New York is no different than most states in at least one respect - it too must confront a major budget deficit, estimated at $4.7 billion for the fiscal year starting April 1. It may, however, follow a much more responsible path than Georgia and other states attempting to cut taxes in the midst of dire financial straits. The state Assembly has approved a plan that would levy a temporary income tax surcharge on people with incomes over $1 million and that would yield roughly $1.5 billion per year. The plan is opposed by the Senate, but new Governor David Paterson has yet to rule it out.
Maryland faces a situation similar to New York and is also considering an increase in personal income taxes for some of its wealthiest residents. But rather than devote that additional revenue to current appropriations, lawmakers want to use it to repeal a change in tax policy that isn't scheduled to take effect until this summer. Recent tax projections in the Free State are now $333 million lower than previously expected and, just this past week, the Maryland House adopted a FY 2009 budget that reduces spending $250 million below Governor Martin O'Malley's initial request.
Yet, one topic that continues to dominate conversations in Annapolis is the extension of the state's sales tax to computer services. Enacted as part of a larger tax package during last fall's special session, the tax change isn't slated to take effect until July 1, but is the target of a major lobbying campaign by the computer industry.

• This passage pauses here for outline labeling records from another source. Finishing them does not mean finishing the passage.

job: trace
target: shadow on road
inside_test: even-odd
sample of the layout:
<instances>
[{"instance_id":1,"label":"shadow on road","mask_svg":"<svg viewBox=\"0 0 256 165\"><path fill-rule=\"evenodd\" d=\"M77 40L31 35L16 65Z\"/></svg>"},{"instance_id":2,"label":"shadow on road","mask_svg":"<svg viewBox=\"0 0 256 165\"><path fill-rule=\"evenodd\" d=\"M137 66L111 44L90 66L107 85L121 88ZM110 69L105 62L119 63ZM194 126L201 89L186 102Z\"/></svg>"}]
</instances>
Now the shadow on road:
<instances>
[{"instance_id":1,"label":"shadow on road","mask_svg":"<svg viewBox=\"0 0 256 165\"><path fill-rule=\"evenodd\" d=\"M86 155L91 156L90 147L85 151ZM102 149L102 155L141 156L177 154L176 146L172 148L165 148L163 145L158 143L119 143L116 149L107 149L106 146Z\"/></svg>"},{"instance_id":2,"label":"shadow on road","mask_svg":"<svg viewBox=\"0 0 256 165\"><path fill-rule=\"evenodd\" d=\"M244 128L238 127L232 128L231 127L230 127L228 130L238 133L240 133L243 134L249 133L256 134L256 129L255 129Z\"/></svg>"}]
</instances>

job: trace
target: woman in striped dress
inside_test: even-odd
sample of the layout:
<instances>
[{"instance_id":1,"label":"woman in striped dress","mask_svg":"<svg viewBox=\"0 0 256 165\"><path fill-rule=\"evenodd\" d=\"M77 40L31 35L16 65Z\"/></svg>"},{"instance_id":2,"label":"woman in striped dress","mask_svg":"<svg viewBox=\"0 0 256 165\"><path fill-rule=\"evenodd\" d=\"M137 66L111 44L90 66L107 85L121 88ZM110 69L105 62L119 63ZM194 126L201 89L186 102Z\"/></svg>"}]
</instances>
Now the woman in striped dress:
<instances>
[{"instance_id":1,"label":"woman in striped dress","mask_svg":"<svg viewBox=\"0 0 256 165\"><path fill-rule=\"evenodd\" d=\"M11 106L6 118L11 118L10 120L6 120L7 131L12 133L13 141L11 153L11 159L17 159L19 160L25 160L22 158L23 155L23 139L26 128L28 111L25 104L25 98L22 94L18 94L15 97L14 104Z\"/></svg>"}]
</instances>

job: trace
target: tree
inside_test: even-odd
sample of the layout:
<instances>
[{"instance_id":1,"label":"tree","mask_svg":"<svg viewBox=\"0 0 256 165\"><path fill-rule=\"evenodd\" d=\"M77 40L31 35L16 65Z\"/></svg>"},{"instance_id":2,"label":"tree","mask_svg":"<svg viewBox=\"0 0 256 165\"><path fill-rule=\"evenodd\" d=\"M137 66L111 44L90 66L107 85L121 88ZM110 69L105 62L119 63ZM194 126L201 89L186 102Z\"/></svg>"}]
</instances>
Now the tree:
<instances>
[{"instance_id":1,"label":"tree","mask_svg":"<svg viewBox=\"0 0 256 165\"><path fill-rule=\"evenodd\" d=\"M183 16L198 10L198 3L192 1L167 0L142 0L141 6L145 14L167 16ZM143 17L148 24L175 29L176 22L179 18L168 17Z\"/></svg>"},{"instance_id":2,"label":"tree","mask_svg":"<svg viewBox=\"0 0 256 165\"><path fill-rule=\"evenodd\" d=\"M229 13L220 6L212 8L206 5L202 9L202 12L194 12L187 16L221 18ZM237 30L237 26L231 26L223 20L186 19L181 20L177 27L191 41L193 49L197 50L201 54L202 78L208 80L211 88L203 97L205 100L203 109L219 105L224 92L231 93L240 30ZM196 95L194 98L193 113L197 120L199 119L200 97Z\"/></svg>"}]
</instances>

The Governor recently threw his weight behind a Senate plan to repeal the computer tax and replace the lost revenue with an increase in the personal income tax: specifically, the creation of two new tax brackets with rates of 6.0 percent and 6.5 percent for taxable income above $750,000 and $1 million respectively. Such a move would improve the progressivity of Maryland's tax system, but could be a step back for sustainability. Maryland - like most states - needs to expand its sales tax base to include more services or be left with a tax system that is poorly matched to today's economy.